The Sars official is a former high-risk investigation unit member, which was disbanded after the “rogue unit” allegations.

According to a source, the eyewitness described a car stopping with two white males inside.

The passenger is believed to have alighted from his vehicle and proceeded to smash the four car door windows.

Nothing was stolen and it is unknown if the two incidents are connected.

If another senior industry player is to be believed, more are coming.

An impassioned letter by Yusuf Kajee, owner of Amalgamated Tobacco Manufacturers, to his fellow members at Fita – seen by The Citizen – warned of a pending attack on himself and Paul de Robillard, former owner of cigarette manufacturer Rollex.

“Rumour in the gangster’s world is that there is a price tag on the owners of ATM,” Kajee wrote in his letter he was supposed to speak on at the Fita meeting.

“This I base on information received that they intended taking a hit at Paul [de Robillard] at the rugby game on 20th July. This information we received via our security team at our trucking company from an old friend of his from the force who asked that Paul not attend the rugby as they taking a pot at him. (sic)” and asserted he was supposed to be “dealt with” in September.

Kajee has not denied the contents of the letter.

Sars also has yet to respond to questions submitted by The Citizen over the attack on its official.

Kajee’s letter made numerous allegations against his fellow association members.

He states he will not be attending meetings anymore, he is “accused of selling at a certain price and upon investigation it comes out that the person that is selling the stock is not even a customer of ours and he cannot explain how he is in possession of the said stock”.

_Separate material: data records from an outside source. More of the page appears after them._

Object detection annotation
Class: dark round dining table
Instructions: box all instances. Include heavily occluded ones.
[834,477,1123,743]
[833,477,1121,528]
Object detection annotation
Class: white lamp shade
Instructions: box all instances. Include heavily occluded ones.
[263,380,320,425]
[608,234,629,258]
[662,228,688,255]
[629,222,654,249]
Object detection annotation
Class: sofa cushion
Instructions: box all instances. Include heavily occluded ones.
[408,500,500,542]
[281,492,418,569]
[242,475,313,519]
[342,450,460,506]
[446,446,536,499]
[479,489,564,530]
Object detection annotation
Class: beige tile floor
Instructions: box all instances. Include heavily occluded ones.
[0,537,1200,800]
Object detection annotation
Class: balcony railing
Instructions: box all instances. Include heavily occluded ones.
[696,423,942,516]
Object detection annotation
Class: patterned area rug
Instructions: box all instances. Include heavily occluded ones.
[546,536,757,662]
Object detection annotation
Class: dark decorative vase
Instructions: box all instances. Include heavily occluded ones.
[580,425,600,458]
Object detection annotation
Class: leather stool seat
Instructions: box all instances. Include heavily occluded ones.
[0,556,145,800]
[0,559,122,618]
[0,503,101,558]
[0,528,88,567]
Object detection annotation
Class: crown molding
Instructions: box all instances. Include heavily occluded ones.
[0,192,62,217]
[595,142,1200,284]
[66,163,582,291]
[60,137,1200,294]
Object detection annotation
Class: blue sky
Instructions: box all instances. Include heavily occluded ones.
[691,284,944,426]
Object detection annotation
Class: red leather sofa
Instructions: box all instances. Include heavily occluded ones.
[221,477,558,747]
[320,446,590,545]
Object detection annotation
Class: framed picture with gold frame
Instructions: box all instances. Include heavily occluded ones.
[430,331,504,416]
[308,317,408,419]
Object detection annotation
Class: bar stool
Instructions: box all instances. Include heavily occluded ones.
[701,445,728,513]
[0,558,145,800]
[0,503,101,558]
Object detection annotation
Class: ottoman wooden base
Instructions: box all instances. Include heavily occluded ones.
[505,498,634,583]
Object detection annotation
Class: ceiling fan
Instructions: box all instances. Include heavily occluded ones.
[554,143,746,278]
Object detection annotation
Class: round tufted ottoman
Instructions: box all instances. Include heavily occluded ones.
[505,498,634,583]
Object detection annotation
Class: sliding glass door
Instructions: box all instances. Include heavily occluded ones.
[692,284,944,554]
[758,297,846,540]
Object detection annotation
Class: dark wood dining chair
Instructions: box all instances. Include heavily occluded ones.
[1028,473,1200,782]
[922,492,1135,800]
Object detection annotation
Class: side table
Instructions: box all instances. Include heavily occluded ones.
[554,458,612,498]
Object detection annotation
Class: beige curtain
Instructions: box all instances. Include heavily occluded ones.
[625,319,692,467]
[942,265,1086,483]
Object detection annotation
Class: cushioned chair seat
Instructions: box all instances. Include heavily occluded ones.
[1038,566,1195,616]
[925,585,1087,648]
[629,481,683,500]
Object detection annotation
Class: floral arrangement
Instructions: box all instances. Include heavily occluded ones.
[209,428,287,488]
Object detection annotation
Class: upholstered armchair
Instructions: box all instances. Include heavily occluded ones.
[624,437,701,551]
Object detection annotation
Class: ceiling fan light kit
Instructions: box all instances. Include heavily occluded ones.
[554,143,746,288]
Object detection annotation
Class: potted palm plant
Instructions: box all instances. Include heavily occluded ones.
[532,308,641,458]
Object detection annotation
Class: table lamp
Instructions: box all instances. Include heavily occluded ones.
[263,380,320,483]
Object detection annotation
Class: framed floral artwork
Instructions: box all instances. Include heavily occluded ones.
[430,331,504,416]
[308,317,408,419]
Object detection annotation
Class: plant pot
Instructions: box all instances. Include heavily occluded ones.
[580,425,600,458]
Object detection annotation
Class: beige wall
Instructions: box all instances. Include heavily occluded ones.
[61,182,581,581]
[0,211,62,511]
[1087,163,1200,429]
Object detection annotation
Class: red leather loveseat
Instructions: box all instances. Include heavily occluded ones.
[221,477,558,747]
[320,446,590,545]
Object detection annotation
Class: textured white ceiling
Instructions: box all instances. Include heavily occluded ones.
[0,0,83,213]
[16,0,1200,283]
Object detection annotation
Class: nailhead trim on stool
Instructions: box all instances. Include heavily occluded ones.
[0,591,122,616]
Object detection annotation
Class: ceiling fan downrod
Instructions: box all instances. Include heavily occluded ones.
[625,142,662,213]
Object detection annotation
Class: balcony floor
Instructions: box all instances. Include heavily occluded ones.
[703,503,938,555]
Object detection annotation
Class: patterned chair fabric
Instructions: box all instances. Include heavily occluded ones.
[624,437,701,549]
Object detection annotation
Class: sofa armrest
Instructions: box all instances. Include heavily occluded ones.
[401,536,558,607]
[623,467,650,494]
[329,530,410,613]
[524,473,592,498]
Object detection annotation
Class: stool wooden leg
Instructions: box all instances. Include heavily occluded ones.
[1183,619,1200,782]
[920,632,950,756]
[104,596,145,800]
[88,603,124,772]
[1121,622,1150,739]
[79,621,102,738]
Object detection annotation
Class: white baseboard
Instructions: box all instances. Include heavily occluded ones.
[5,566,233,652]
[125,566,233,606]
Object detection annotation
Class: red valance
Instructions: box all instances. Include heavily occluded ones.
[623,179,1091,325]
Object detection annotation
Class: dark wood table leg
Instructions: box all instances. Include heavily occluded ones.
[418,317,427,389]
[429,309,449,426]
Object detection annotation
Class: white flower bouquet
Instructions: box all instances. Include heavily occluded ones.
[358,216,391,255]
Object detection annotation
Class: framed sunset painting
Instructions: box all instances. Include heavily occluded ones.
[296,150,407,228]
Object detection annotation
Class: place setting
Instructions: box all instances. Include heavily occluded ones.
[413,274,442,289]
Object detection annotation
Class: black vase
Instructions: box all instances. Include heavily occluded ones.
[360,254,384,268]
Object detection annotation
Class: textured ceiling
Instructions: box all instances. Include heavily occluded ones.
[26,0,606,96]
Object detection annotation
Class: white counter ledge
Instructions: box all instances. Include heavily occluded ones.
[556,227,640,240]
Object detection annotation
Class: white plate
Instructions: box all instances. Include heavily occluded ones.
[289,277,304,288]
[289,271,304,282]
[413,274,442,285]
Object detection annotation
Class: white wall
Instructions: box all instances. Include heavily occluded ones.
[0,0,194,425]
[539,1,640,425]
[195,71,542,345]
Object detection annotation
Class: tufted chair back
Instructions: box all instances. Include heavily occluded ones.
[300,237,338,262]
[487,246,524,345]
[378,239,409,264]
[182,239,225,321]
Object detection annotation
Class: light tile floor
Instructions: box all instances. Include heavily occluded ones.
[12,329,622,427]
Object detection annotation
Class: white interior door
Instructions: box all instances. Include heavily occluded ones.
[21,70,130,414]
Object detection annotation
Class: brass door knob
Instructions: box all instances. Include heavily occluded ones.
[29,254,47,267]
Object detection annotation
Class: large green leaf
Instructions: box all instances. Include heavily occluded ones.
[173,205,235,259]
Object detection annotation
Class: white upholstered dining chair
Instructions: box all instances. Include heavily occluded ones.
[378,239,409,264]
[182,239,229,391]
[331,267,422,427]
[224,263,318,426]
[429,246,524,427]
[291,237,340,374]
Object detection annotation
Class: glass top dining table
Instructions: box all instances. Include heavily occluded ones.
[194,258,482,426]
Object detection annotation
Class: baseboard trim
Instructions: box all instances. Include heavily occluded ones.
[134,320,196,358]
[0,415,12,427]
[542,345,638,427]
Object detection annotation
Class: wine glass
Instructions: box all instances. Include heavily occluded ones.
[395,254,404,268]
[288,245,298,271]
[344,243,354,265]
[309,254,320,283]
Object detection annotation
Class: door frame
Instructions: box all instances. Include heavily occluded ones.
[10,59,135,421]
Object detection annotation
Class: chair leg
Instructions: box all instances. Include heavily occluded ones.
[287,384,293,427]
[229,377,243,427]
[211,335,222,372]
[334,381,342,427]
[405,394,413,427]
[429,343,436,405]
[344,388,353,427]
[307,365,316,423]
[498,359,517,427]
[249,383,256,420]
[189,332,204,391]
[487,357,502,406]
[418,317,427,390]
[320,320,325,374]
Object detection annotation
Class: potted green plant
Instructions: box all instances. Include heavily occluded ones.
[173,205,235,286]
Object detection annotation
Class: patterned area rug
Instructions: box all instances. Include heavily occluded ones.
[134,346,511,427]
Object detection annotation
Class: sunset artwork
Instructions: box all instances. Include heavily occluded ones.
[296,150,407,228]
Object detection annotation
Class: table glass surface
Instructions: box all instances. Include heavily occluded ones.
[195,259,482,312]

Kajee also alleged Carlinx director Gavin Lombard claimed Kajee ratted on him to Sars which resulted in R3.4 million being taken from Lombard’s account.

“Please could he show us this letter with my signature on it, so I can refund him what he has lost as I have done no such thing to him or any member of FITA,” Kajee said.

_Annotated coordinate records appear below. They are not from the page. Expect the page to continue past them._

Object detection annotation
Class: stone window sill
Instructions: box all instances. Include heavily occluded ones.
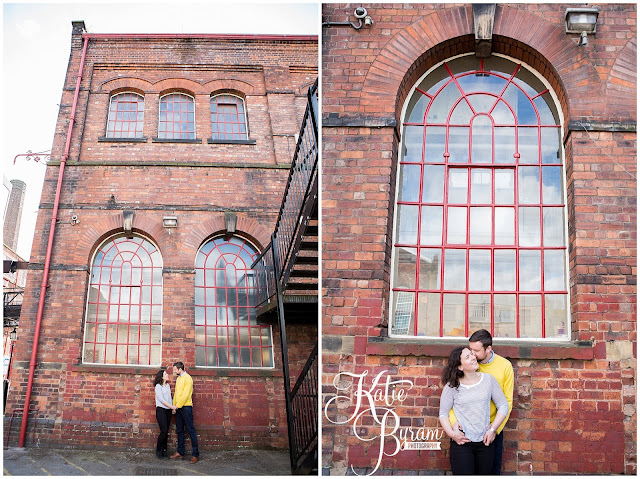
[366,337,594,360]
[71,363,282,378]
[151,137,202,143]
[98,136,148,143]
[207,138,256,145]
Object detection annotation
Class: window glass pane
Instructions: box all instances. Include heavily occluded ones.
[544,250,567,291]
[447,207,467,244]
[391,291,415,334]
[420,206,442,245]
[444,249,467,291]
[424,126,446,163]
[402,126,424,163]
[495,208,515,245]
[542,207,565,246]
[418,165,444,203]
[493,294,517,338]
[519,294,542,338]
[396,205,418,244]
[471,168,491,205]
[493,127,516,164]
[465,207,491,244]
[544,294,569,339]
[442,294,466,337]
[449,100,477,125]
[519,250,542,291]
[542,166,563,205]
[541,128,562,164]
[448,168,469,204]
[495,169,514,205]
[420,248,442,289]
[518,166,540,204]
[518,208,540,246]
[393,248,416,289]
[418,293,440,336]
[449,127,469,163]
[471,116,493,163]
[469,250,491,291]
[518,128,539,164]
[427,80,460,123]
[469,294,491,331]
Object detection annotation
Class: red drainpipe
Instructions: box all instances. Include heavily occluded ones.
[18,37,89,447]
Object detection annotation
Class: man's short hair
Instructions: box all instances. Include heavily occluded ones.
[469,329,493,349]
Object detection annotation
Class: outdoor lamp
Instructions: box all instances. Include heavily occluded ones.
[564,7,600,46]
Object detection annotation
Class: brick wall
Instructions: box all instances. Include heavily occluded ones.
[5,25,318,449]
[322,4,637,474]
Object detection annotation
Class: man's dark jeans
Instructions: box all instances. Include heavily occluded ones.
[176,406,200,457]
[491,431,504,476]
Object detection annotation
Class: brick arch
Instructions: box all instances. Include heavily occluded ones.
[203,78,255,96]
[361,4,605,128]
[71,211,168,265]
[98,78,153,93]
[153,78,206,95]
[606,37,638,120]
[180,213,271,258]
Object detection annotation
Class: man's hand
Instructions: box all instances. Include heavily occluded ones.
[451,428,470,446]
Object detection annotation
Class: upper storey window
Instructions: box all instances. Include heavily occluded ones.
[211,93,248,140]
[107,92,144,138]
[391,56,569,338]
[158,93,196,140]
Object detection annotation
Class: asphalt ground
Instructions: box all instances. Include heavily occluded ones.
[2,447,291,476]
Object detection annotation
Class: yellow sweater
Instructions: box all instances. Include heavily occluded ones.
[449,352,513,434]
[173,373,194,408]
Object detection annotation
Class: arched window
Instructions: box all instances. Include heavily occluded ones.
[391,55,569,338]
[158,93,196,140]
[195,237,273,368]
[211,93,248,140]
[107,92,144,138]
[83,234,162,366]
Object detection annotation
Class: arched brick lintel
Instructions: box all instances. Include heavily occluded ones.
[361,4,605,130]
[72,211,169,265]
[181,213,271,258]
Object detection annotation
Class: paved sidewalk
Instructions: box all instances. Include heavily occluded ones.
[3,447,291,476]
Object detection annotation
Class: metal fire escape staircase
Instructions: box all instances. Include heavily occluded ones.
[252,80,318,474]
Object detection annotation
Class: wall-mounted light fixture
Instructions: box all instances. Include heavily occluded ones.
[162,216,178,228]
[564,7,600,47]
[322,7,373,30]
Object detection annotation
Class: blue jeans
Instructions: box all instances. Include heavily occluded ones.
[176,406,200,457]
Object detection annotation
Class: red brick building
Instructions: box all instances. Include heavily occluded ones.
[5,22,318,462]
[322,3,637,474]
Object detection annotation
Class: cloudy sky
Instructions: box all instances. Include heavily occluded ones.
[0,1,320,259]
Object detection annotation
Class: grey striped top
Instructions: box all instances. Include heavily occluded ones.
[440,373,509,442]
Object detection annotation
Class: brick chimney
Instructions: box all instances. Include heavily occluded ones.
[2,180,27,252]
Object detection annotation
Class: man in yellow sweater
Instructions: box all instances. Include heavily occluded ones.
[171,361,200,464]
[449,329,514,476]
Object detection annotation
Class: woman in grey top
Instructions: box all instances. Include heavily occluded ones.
[440,346,509,475]
[153,370,176,459]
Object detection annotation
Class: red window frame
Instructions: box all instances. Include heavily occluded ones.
[195,236,274,368]
[158,93,196,140]
[211,93,249,140]
[107,92,144,138]
[83,235,162,366]
[390,59,568,338]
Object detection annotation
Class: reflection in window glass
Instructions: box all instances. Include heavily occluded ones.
[83,235,162,366]
[195,237,273,368]
[390,55,570,338]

“When I’m traveling my phone is diverted to my PA and he was totally abusive in his speech to him, quote “tell that fucker to call me, he should not hide behind his PA” and the rest is history.”

However, Fita chairperson Sinenhlanhla Mnguni said yesterday the board remained united.

“There will always be issues when there are eight members of an association competing in the same market. There things we agree upon in terms of strategy,” Mnguni said.

He noted allegations were dealt with within the group and there was no animosity among its members.

Mngeni said allegations around the tobacco industry had been flying around for years, many of which had been detailed in a new book by former Sars group executive Johan van Loggerenberg, Tobacco Wars.

Van Loggerenberg wrote of six people killed in a gang war, hijackings, numerous attempted assassinations and shooting upon shooting upon shooting.

“The fact of the matter is the tobacco industry is as dirty and nasty as it is dangerous,” Van Loggerenberg said.

Mngeni said Rudland had been moved from intensive care and his condition was improving.